The chain is set to report its ninth consecutive quarter of falling general merchandise sales - which span clothing and homewares - when it publishes results for the six months to the end of September.
Another fall in general merchandise sales, which analysts expect to decline by 1.5% in its second quarter, would heap more pressure on chief executive Marc Bolland.
The former Morrisons boss has invested heavily in advertising campaigns featuring stars including Dame Helen Mirren and Helena Bonham-Carter to revive clothing sales.
Analysts on average expect M&S to report pre-tax profits of £262 million for the six months, down from £289.5 million a year earlier.
But despite predictions of more glum general merchandise trading, the company's shares have soared over the past year, including a sharp spike in recent weeks.
Bill Adderley, the founder of homewares chain Dunelm, was last week revealed as the owner of a 3% stake, making him the the chain's biggest private investor.
He told the Sunday Telegraph "too big a deal" has been made of its general merchandise problems, adding M&S deserves "top marks" for the performance of its food business.
The retailer is expected to report a 3% gain in underlying food sales during the latest quarter.
M&S's "Leading Ladies" campaign features a dozen high-profile women wearing items from its autumn/winter ranges, including dinner dresses, leather jackets, faux furs and stiletto heels.

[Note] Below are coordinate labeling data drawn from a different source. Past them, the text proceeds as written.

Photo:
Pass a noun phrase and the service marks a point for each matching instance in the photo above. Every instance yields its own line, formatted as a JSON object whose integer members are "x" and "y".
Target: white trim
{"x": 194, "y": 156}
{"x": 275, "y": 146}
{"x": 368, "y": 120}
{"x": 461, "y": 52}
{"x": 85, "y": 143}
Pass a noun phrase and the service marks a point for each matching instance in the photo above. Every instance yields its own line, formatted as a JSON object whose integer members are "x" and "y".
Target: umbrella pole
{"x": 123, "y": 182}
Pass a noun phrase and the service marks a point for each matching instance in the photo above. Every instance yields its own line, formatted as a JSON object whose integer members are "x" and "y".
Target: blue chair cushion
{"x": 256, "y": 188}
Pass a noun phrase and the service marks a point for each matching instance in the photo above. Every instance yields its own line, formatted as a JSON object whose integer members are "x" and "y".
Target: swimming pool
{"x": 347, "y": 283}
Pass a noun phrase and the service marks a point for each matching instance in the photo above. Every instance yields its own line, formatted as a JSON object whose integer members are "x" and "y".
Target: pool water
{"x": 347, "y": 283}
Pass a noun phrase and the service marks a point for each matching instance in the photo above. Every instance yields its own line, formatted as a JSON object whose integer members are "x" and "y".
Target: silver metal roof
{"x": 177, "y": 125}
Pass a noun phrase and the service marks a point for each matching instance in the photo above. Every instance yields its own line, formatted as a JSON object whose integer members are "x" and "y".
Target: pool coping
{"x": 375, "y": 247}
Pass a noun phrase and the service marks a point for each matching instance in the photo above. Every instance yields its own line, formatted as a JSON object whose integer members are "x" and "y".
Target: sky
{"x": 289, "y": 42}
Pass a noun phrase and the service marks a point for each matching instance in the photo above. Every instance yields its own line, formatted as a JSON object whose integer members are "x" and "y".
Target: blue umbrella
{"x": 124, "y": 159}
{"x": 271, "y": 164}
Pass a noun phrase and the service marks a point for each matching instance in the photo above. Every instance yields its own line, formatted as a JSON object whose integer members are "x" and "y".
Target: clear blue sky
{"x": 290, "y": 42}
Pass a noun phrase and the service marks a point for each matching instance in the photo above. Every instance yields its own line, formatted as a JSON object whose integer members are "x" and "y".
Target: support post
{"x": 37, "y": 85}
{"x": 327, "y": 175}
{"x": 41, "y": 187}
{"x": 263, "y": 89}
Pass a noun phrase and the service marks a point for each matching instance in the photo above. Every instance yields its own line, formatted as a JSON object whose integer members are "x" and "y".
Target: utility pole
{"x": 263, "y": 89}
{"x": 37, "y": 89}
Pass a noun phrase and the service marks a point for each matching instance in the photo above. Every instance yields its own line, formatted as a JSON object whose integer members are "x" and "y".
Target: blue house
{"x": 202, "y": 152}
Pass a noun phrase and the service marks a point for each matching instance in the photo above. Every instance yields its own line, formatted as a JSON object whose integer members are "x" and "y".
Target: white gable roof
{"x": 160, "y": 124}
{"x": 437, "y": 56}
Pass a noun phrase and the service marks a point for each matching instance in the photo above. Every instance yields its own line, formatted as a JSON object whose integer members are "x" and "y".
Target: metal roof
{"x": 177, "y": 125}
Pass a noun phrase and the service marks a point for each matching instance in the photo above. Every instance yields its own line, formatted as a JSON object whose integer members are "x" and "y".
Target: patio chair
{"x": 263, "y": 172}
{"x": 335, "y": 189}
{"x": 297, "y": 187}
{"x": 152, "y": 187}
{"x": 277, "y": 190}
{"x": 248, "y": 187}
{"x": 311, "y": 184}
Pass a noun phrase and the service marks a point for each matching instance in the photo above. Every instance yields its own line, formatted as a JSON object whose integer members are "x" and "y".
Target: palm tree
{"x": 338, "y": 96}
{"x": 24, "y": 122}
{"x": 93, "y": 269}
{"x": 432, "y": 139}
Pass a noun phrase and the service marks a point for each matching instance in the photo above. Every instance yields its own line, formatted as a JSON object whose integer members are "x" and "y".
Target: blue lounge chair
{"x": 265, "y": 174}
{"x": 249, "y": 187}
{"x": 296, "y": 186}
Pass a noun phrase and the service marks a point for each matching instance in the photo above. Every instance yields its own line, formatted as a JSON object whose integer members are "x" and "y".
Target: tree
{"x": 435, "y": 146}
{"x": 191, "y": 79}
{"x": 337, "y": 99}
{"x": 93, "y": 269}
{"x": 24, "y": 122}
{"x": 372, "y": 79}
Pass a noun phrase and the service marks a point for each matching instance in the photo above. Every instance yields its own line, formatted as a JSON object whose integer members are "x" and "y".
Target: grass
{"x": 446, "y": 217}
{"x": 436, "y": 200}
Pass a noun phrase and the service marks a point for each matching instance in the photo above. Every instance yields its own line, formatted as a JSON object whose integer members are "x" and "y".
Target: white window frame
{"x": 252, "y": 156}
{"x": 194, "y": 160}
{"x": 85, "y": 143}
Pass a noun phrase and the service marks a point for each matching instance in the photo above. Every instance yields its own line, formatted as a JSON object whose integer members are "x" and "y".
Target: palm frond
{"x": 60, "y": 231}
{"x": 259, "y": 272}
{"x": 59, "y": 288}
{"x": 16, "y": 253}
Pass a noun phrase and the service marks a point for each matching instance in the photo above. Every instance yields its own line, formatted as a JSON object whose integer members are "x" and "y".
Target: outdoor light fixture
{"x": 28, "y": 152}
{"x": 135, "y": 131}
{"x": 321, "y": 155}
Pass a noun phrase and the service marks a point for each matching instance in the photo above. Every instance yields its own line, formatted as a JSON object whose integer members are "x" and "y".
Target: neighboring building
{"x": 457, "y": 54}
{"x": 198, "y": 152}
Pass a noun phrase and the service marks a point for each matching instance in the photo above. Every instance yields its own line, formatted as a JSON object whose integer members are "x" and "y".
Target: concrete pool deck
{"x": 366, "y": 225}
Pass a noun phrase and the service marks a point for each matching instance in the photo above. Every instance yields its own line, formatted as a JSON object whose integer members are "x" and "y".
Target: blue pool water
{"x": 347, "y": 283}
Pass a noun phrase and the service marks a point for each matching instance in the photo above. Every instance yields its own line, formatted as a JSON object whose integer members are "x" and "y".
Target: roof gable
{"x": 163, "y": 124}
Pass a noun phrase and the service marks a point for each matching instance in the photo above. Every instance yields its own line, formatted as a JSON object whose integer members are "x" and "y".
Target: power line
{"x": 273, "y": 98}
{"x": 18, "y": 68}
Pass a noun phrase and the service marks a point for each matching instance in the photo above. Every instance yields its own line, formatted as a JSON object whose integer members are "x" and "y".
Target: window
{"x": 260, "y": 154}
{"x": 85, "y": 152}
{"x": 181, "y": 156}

But while the new collection began arriving in stores from July, the print, billboard and online campaign was only formally launched at the start of September, and analysts believe it may have a limited impact on second-quarter sales, with mild weather in September also heaping pressure on the ranges.
M&S this week also launched its Christmas advertising campaign, inspired by fairy tales and f eaturing stars including Rosie Huntington-Whiteley, David Gandy and Helena Bonham-Carter.
Another quarterly sales slump for general merchandise would follow a 1.6% fall in its first quarter to the end of June, when M&S said it was battling tough trading and intense discounting.
Analysts at Shore Capital said: "We are nervous about the performance of the UK apparel business despite the high profile launch of the autumn/winter ranges due to the mild weather.
"M&S needs to show underlying market share progress in UK apparel, particularly given favourable comparatives, so providing the basis for the spring/summer offer to build on a stronger platform. Time will tell."
Credit Suisse analysts said while the autumn/winter ranges show "some signs of improvement", they will not be enough to transform underlying sales or margins.